In April 1918, the airship NS-3 escorted a convoy for 55 hours, including patrols at night both with and without moonlight. In complete darkness the airship had to stay behind the ships and follow their stern lights. The only value in such patrols was in maximising useful daylight hours by having the airships already aloft at dawn. In July, the Antisubmarine Division and the Air Department of the Admiralty considered and rejected the use of searchlights during night, believing the airships would render themselves vulnerable to surfaced U-boats. Testing of searchlights on aircraft revealed that the bomb payload needed to be much reduced to accommodate searchlight systems. Parachute flares offered better illumination (and were less illuminating of the airships′ positions), but they weighed in at 80 lb each, making them too costly to drop unless the rough position of the enemy was already known. The Admiralty restricted the use of lights on airships for recognition, emergencies and under orders from senior naval officers only.
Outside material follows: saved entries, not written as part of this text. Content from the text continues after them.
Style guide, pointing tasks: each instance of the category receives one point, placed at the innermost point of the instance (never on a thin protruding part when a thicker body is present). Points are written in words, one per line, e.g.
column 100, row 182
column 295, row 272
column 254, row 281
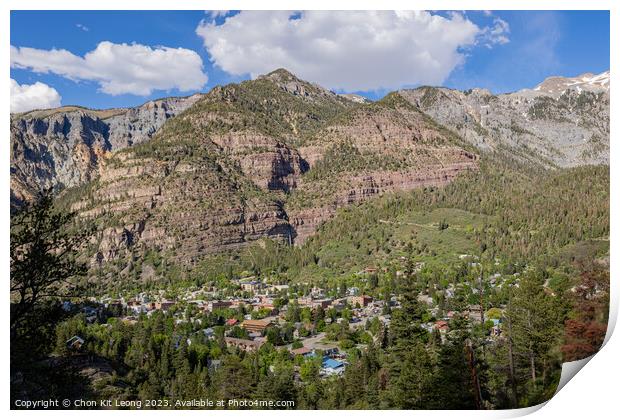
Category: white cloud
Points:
column 496, row 34
column 119, row 68
column 352, row 50
column 36, row 96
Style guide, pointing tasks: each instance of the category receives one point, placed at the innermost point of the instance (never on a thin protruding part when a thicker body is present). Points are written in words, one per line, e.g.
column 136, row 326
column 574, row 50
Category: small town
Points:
column 320, row 324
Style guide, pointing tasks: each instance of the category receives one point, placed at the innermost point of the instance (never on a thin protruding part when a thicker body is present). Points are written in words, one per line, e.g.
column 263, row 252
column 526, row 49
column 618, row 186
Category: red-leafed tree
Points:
column 585, row 331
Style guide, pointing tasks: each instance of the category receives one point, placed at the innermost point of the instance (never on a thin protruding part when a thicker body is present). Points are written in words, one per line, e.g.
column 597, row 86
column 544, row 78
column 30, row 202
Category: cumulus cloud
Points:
column 119, row 68
column 36, row 96
column 496, row 34
column 350, row 50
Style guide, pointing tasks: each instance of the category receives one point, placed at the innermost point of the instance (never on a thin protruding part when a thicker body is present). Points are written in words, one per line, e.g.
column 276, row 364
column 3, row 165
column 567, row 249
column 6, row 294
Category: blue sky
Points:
column 365, row 53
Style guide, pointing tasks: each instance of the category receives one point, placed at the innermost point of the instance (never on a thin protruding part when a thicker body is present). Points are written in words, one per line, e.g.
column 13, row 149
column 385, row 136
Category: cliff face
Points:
column 547, row 125
column 66, row 147
column 274, row 157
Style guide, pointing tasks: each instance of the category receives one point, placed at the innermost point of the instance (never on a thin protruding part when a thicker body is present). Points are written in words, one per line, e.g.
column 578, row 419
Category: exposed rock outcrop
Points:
column 65, row 147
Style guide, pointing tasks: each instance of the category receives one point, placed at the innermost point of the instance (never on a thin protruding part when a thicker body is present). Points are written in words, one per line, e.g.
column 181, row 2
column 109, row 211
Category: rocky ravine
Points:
column 276, row 156
column 66, row 147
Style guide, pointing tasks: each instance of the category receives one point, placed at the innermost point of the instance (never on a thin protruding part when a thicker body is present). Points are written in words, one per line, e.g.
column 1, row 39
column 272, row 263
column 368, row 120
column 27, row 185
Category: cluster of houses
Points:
column 259, row 297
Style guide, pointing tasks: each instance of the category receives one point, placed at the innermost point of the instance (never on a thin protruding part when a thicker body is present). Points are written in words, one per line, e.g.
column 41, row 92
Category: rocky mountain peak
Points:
column 555, row 86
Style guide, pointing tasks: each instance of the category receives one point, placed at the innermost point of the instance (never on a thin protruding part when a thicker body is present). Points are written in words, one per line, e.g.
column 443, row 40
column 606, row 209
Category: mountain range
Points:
column 277, row 156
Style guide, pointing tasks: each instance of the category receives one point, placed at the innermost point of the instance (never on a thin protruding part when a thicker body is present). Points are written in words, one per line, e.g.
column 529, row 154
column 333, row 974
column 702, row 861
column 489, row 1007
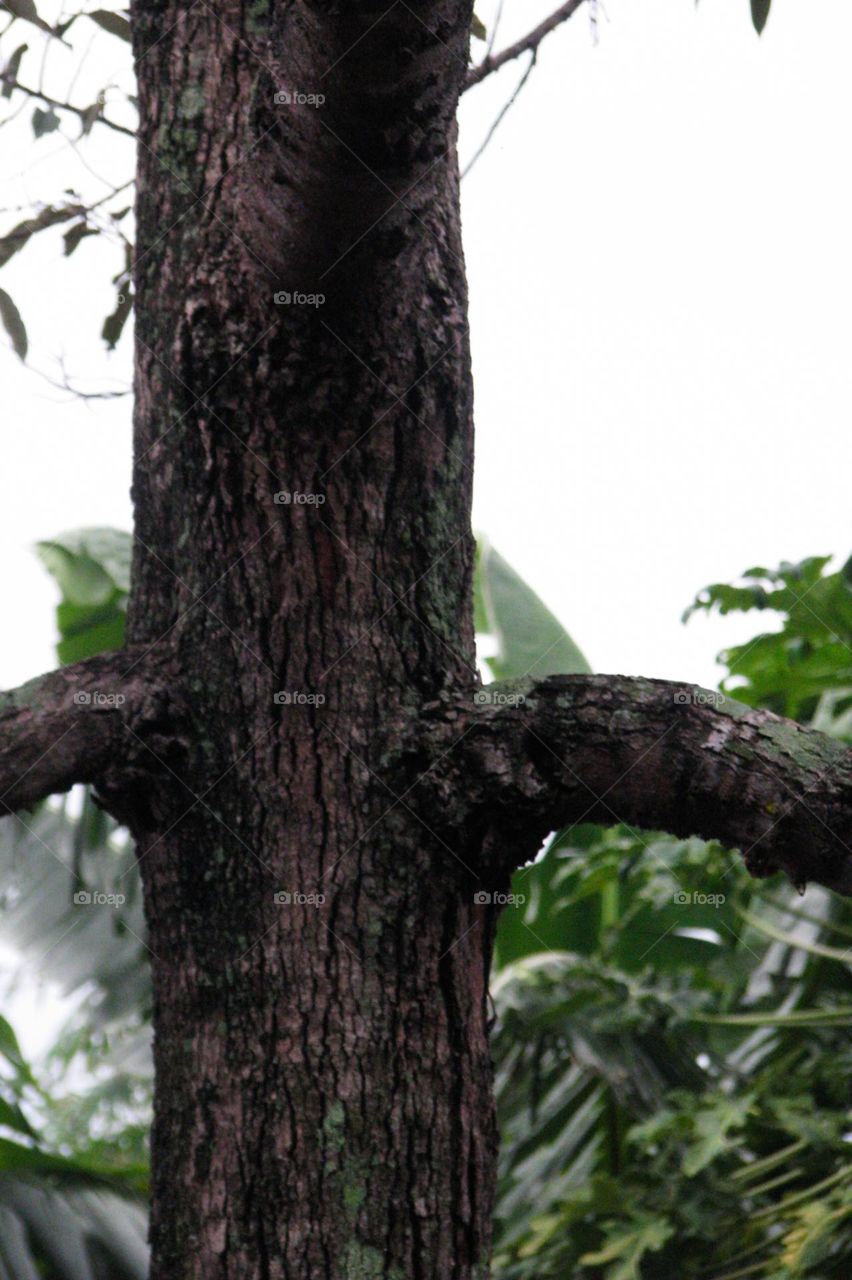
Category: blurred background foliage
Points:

Of the 257 ships sunk by submarines from World War I convoys, only five were lost while aircraft assisted the surface escort. On 26 December 1917, as an airship was escorting three merchantmen out of Falmouth for their rendezvous with a convoy, they were attacked three times in the space of 90 minutes, torpedoing and sinking two of the vessels and narrowly missing the third before escaping. The airship had been 7 mi away at the time of the incident, which was one of the last of its kind. In 1918, U-boats attacked convoys escorted by both surface ships and aircraft only six times, sinking three ships in total out of thousands. Because of the decentralised nature of the convoy system, the RNAS had no say in the composition or use of air escorts. The northeast of England led the way in the use of aircraft for short- and long-range escort duty, but shore-based aerial "hunting patrols" were widely considered a superior use of air resources. Subsequent historians have not agreed, although they have tended to overstress the actual use made of aircraft in convoy escort duty. An Admiralty staff study in 1957 concluded that the convoy was the best defence against enemy attacks on shipping, and dismissed shore-based patrols while commending the use of air support in convoying.